Bigger firms like UFlex have benefited from operating on scale.Ramesh Prasad, Founder & Managing Director, Econovus Packaging Pvt Ltd says the need to depend on import of raw material is particularly pronounced for export packaging where one needs high technology virgin paper and pinewood.
What a waste
The surge in packaging has led to the obvious concerns about what this will do to our environment, as much of the packaging will end up in mounds of waste. There is also a concern about how these packaging materials are being manufactured. It is not just cardboard boxes, but tonnes of plastics, bubble wraps, aluminum, polyethylene, polypropylene, etc, make up the mountains of discarded packaging waste.
“For us, being green is a constant mindset, regardless of what may currently distract the industry. We see the future of plastics as being made from recycled material, and material that degrades over time into biomass,” he says, adding the firm has even started ‘Project Plastic Fix’ as a platform to show the world that plastic can be managed more sustainably. “I am sure that once we are past this pandemic, the industry and brands would like to make a bigger push for green formats of plastic packaging,” he maintains.
Waste from packaging material is an environmental concern.Like Uflex, Amazon India is also very optimistic on the future of greener technologies in the country’s packaging sector.

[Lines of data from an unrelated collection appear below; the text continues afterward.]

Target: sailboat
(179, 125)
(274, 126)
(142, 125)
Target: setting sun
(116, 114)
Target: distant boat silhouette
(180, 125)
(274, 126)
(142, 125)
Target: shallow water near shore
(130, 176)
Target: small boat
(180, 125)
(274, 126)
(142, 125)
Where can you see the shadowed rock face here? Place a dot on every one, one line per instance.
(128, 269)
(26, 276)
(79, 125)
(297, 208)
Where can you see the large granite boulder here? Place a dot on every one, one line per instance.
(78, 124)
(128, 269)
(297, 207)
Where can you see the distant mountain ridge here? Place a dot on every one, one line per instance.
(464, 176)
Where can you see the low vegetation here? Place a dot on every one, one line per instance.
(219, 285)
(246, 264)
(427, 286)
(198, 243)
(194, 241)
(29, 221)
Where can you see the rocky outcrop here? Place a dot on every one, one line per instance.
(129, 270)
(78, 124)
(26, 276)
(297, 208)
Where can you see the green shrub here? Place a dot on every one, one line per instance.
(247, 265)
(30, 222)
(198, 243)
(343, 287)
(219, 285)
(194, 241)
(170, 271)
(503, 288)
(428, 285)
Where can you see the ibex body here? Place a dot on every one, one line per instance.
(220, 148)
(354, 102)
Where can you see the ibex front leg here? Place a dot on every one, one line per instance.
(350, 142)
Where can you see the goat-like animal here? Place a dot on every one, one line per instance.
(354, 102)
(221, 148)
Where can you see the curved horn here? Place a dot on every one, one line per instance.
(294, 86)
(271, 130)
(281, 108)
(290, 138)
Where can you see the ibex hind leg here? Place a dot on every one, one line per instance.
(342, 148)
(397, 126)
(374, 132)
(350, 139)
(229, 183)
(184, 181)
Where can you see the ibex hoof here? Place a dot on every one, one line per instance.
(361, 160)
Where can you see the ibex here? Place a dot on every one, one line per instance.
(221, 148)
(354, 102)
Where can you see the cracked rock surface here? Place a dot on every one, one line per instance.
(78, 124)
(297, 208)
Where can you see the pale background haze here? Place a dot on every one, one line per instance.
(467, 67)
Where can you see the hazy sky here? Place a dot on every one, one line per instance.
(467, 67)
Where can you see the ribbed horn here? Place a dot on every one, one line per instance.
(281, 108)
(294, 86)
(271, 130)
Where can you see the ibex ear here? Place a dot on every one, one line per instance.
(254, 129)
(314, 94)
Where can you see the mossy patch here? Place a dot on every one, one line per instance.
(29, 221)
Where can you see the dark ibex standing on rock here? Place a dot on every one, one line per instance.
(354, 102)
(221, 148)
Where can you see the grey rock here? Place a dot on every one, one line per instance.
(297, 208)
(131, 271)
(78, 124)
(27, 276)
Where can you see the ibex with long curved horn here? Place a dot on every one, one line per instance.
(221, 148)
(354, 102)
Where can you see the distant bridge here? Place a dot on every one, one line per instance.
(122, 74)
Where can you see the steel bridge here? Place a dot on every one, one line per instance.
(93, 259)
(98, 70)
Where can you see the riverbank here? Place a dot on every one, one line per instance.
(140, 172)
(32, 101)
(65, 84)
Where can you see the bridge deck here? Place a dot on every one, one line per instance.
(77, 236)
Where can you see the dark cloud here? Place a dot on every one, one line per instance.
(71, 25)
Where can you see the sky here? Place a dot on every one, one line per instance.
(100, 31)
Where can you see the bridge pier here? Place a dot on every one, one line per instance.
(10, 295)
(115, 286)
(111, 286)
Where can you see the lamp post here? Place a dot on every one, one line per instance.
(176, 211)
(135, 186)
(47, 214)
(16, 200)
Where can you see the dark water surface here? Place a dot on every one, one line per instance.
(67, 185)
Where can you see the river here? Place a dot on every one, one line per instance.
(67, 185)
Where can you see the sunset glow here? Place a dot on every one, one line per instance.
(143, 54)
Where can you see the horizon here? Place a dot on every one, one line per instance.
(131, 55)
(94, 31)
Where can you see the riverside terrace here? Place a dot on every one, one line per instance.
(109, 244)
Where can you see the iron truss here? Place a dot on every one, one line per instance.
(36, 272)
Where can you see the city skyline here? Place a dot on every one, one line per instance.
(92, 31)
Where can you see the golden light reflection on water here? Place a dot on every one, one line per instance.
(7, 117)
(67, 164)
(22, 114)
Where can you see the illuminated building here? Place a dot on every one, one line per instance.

The firm states that it takes wide-ranging efforts towards achieving this objective. “Amazon is committed to sustainability globally, and sustainable packaging is our top priority. We work closely with our global packaging team for various packaging projects and also pick up lessons that have led to innovations executed locally, including some India-first initiatives for Amazon. We have leveraged the local packaging supplier base to develop innovative packaging across the network,” says the Amazon representative quoted above.
Even as major players like Amazon and Uflex remain upbeat on the adoption of sustainability driven practices, Cosmo Films’ Poddar points at one addressable gap hurting the sector. This pertains to the recycling of packaging waste. “We see only a handful of FMCG brands working on recycling of packaging. The government may need to engage the industry continuously and provide proper infrastructure backed by the right laws to ensure that packaging is sustainable and recyclable. There is an ongoing need to resolve the sustainability concerns before the problem becomes bigger,” highlights Poddar.
Deloitte India’s Ramanathan, on a positive note, asserts that packaging-sustainability goals have not been abandoned by leading companies and retailers, which remain committed to achieving high recyclability across their packaging portfolio over the long term. “From now on, the key will be to deliver sustainable packaging that is both hygienic and cost friendly. While hygiene is a given, sustainability will be the differentiating criterion for consumers,” he says.